Es basiert auf Sui und konzentriert sich darauf, die Speicherung zuverlässig ohne zentrale Kontrolle zu gestalten.
Anstatt Dateien viele Male zu kopieren, teilt Walrus Daten in Stücke auf und codiert sie, sodass die Originaldatei wiederhergestellt werden kann, selbst wenn einige Teile verloren gehen.
Dieses Design macht Fehler normal statt gefährlich.
Speicher-Knoten können offline gehen und das System funktioniert weiterhin.
Die Blockchain verfolgt, wer die Daten besitzt, wie lange sie gespeichert sind und welche Knoten verantwortlich sind.
Ich vertraue nicht einem Server. Ich vertraue Regeln und Anreizen.
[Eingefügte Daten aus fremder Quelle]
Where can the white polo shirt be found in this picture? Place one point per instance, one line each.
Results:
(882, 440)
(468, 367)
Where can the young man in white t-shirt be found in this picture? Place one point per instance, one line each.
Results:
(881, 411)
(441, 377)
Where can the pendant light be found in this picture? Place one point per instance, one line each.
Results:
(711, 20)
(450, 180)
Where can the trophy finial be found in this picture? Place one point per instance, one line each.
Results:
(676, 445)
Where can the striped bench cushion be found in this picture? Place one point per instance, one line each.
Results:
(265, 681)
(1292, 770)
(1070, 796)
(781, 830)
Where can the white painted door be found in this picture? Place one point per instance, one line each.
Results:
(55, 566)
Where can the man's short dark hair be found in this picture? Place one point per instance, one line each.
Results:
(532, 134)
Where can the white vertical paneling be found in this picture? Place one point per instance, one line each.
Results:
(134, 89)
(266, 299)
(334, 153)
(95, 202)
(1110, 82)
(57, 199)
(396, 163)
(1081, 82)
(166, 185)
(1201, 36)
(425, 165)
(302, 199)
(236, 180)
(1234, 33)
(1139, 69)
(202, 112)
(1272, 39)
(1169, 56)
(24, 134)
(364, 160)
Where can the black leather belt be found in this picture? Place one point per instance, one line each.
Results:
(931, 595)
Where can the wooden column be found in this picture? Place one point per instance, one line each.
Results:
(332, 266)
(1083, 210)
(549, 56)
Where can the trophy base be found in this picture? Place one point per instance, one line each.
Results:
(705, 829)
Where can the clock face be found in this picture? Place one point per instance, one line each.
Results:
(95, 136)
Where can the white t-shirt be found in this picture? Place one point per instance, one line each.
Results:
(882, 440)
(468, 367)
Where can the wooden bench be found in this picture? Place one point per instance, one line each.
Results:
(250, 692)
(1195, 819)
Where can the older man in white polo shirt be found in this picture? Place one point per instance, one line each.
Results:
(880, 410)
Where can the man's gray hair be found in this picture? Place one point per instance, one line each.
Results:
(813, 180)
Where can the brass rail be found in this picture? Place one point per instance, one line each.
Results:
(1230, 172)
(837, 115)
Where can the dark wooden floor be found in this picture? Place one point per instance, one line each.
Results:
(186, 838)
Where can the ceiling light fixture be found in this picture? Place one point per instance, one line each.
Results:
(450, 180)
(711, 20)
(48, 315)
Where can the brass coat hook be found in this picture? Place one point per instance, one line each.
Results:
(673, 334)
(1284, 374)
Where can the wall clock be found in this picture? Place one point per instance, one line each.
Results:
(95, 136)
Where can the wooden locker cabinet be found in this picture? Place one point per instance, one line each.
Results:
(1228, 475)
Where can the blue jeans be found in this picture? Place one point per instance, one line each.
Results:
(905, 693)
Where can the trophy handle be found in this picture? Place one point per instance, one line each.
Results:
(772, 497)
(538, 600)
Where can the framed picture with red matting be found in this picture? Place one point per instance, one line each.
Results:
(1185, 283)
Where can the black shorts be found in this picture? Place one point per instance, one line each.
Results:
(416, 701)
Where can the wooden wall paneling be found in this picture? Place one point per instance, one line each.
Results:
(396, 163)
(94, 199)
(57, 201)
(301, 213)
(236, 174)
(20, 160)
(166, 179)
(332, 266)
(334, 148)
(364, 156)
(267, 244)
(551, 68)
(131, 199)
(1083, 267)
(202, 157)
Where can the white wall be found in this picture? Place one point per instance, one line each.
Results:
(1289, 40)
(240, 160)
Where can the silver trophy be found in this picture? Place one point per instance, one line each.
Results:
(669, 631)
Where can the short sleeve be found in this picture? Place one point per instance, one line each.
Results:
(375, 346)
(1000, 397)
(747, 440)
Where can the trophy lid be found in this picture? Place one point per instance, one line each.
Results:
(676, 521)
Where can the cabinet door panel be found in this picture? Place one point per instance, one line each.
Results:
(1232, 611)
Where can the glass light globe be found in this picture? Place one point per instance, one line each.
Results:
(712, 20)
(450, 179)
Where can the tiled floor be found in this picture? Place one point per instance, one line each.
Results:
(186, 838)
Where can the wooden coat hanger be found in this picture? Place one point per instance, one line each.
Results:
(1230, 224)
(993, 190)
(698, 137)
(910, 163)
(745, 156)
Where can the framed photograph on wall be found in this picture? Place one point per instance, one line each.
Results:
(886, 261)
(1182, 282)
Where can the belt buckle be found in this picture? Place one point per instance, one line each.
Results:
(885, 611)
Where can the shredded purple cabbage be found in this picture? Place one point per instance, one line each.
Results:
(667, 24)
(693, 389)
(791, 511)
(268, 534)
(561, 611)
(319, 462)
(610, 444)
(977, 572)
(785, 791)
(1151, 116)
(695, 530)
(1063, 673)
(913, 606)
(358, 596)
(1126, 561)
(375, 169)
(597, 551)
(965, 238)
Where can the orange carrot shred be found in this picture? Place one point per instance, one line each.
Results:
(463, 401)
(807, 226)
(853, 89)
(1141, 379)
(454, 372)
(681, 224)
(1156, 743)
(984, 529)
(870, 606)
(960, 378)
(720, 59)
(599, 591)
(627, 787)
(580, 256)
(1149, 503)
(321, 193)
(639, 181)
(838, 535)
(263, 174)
Sie machen auch Daten programmierbar. Da Dateien mit On-Chain-Objekten verknüpft sind, können Smart Contracts sie steuern.
Ein Spiel kann seine Vermögenswerte besitzen.
Ein DAO kann gemeinsame Archive verwalten.
Ein KI-Agent kann Erinnerungen speichern und nachweisen, woher sie kommen.
Walrus verwendet sein Token, um für die Speicherung zu bezahlen und das Netzwerk abzusichern.
Die Speicherung wird im Voraus bezahlt und die Belohnungen werden über die Zeit gestreamt, damit die Knoten ehrlich bleiben.
Staking übt Druck aus, sich korrekt zu verhalten.
Das langfristige Ziel ist leise, aber wichtig. Sie möchten, dass Speicherung als Anliegen für Entwickler verschwindet.
Wenn es erfolgreich wird, werden die Leute nicht viel über Walrus sprechen.
Ihre Daten werden einfach online bleiben.
Ich beobachte es, weil Gedächtnis eines der schwierigsten Probleme in einer dezentralen Welt ist.